Newer group member Sean “Poopies” McInerney gets similar treatment when he’s tasked with walking along a balance beam as Knoxville uses a remote control to deliver electric shocks to his member. Childish inanity leading to cringeworthy agony is the lifeblood of these proceedings, and even now, the troupe takes immense delight in watching each other endure gauntlets that are as loopy as they are scary.

Having been fired during the making of Jackass Forever, star Bam Margera appears in both outtakes from that prior film and old footage (often with Dunn) that lends Jackass: Best and Last a wistfulness which underscores the real human cost of this undertaking.
Even so, melancholy rarely interferes with the joy of revisiting past classics (such as “High Five,” in which unsuspecting individuals are walloped by a giant hand) and cackling at novel nuttiness like “Office Party,” a dim-witted joke that finds Knoxville, the perpetually nude and/or costumed Pontius, and Dolphin hanging out in a room with a rampaging ram.
Jackass has always reveled in lowest-common-denominator absurdity, and its big-screen goodbye continues that tradition.
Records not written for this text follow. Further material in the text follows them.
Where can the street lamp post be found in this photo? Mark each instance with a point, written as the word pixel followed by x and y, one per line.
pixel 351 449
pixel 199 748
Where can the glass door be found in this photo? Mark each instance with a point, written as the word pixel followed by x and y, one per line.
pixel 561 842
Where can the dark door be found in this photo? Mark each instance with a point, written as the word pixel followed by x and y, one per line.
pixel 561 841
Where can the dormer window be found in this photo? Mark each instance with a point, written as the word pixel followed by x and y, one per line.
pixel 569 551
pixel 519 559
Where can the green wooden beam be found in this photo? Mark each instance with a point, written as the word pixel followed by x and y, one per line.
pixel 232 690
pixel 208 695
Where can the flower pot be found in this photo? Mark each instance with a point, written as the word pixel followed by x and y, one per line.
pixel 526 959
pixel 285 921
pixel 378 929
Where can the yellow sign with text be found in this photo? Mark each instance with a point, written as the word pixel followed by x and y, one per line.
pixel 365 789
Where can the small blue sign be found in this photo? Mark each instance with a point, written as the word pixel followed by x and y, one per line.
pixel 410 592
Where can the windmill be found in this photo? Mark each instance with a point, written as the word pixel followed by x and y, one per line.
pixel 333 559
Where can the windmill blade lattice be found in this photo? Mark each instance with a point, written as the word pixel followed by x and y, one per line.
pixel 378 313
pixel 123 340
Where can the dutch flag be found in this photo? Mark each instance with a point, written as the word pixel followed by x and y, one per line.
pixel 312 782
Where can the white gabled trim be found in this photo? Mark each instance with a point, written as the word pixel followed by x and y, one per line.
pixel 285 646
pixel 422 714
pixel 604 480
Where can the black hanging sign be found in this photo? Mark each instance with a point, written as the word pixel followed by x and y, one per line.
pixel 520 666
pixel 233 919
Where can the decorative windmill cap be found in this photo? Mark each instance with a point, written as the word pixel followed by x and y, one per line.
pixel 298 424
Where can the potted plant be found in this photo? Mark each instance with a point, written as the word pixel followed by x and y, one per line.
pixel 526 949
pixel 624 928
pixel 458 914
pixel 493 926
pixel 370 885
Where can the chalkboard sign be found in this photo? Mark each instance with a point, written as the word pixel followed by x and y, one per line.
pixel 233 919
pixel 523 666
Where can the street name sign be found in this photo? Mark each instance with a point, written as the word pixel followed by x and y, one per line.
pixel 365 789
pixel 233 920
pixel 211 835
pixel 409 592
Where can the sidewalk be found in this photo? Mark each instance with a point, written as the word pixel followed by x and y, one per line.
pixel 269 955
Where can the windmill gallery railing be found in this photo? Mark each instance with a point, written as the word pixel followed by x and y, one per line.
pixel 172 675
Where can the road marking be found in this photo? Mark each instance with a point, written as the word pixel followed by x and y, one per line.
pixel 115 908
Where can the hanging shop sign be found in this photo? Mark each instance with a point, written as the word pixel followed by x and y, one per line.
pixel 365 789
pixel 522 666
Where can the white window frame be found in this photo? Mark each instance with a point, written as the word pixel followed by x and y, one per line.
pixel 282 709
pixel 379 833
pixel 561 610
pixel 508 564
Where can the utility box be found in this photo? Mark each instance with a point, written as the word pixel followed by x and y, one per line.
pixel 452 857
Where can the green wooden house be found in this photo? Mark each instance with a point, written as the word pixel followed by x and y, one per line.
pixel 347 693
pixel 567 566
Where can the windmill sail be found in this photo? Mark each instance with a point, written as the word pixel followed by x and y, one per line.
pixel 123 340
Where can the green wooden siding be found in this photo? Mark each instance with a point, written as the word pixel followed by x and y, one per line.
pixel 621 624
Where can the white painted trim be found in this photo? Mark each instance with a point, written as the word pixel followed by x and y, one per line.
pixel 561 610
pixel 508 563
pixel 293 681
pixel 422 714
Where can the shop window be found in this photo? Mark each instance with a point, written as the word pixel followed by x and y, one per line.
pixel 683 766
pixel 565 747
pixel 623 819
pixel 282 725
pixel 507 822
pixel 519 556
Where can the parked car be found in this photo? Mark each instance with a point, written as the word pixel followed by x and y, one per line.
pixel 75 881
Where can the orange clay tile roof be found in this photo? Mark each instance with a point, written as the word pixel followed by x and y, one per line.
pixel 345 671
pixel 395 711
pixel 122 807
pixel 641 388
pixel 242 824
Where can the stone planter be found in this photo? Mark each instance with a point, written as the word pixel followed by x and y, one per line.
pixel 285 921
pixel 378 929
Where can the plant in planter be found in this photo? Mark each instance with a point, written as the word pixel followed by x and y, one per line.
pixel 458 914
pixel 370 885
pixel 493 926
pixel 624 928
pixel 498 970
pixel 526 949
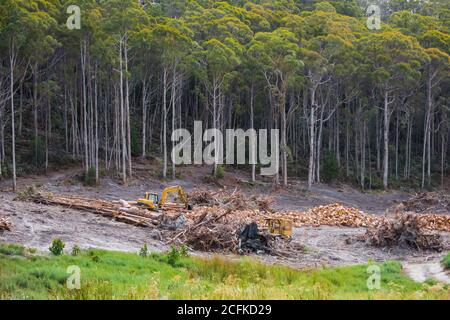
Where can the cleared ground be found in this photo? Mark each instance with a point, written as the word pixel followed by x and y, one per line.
pixel 35 225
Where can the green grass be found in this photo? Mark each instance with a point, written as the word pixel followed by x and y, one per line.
pixel 115 275
pixel 446 261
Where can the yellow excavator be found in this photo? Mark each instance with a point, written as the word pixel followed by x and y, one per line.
pixel 153 202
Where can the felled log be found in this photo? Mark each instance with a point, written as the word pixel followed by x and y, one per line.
pixel 115 210
pixel 405 230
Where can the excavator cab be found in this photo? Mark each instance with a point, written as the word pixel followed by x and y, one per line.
pixel 153 202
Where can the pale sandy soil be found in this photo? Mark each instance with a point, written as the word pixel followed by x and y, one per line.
pixel 36 225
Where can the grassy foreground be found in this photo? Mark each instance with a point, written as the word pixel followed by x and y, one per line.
pixel 114 275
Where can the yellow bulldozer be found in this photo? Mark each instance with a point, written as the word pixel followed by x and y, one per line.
pixel 152 201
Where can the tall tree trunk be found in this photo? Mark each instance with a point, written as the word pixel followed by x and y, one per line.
pixel 164 119
pixel 122 118
pixel 312 138
pixel 252 126
pixel 386 141
pixel 12 61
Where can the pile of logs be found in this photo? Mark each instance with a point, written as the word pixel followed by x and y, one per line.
pixel 404 230
pixel 120 211
pixel 331 215
pixel 217 220
pixel 4 224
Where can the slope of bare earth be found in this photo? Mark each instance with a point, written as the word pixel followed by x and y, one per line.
pixel 36 225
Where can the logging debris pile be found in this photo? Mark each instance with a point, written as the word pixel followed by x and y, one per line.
pixel 220 218
pixel 403 230
pixel 4 224
pixel 331 215
pixel 427 202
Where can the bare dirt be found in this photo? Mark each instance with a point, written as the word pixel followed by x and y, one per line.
pixel 36 225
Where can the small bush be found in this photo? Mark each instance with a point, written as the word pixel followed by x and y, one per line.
pixel 144 251
pixel 12 250
pixel 57 247
pixel 446 261
pixel 174 256
pixel 89 177
pixel 330 168
pixel 220 172
pixel 76 251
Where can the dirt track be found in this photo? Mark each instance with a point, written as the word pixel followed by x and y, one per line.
pixel 36 225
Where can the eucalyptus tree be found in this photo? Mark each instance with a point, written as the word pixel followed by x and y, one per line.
pixel 278 55
pixel 392 59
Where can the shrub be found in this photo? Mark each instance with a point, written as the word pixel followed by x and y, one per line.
pixel 330 167
pixel 220 172
pixel 446 261
pixel 76 251
pixel 57 247
pixel 12 250
pixel 173 256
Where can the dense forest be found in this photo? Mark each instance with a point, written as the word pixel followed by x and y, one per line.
pixel 365 105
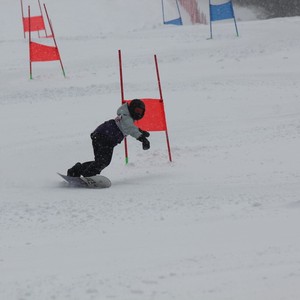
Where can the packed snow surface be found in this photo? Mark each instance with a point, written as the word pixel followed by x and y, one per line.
pixel 220 222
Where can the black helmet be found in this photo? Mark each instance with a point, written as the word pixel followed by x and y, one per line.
pixel 136 109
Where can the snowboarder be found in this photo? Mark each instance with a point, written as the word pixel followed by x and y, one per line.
pixel 111 133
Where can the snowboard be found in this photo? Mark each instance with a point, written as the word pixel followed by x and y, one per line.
pixel 97 181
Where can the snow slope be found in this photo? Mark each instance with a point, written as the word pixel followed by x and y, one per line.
pixel 219 222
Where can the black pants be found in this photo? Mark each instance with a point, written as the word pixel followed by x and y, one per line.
pixel 103 151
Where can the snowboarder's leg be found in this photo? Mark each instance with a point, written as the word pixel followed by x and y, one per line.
pixel 103 155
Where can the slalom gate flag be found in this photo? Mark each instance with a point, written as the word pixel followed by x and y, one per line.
pixel 39 52
pixel 220 12
pixel 155 117
pixel 176 21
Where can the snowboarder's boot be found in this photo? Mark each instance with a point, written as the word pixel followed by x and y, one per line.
pixel 75 171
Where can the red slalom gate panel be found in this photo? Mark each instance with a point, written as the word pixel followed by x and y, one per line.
pixel 39 52
pixel 155 117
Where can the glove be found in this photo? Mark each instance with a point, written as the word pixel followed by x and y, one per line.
pixel 144 133
pixel 145 142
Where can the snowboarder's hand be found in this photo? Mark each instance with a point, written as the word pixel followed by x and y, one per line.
pixel 145 142
pixel 144 133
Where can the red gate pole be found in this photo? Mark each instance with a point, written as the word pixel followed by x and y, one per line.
pixel 122 100
pixel 161 97
pixel 30 64
pixel 42 19
pixel 53 36
pixel 23 19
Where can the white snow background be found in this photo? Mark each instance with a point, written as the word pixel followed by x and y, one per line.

Though Jackass: Best and Last doesn’t produce a classic gem à la Knoxville attending a Black male strip club disguised as his bad grandpa alter ego (which is replayed here), it maintains the series’ go-for-broke spirit right to the end, when everyone piles into a giant shopping cart and speeds down a desert road lined with dirt cannons and massive explosions.
In that climax, as in the wittily conceptual introduction, it achieves a blissful measure of controlled chaos that epitomizes the franchise’s inimitable personality.

On multiple occasions in Jackass: Best and Last, Knoxville gets choked up about the end of this wild era, and his sorrow is rendered genuine by the surrounding scenes of him, Pontius, Steve-O, and the rest having a howlingly great time concocting imaginative ways to put themselves through the wringer.
A closing-credits greatest-hits package set to Vera Lynn’s “We’ll Meet Again” has the feel of a eulogy at the same time that it hints at the possibility (however slim) of a return engagement. Whether that materializes will no doubt be determined by how much Knoxville misses indulging in his trademark mayhem. Regardless, though, this supposedly final outing is a reminder that, when done properly, stupidity can be art.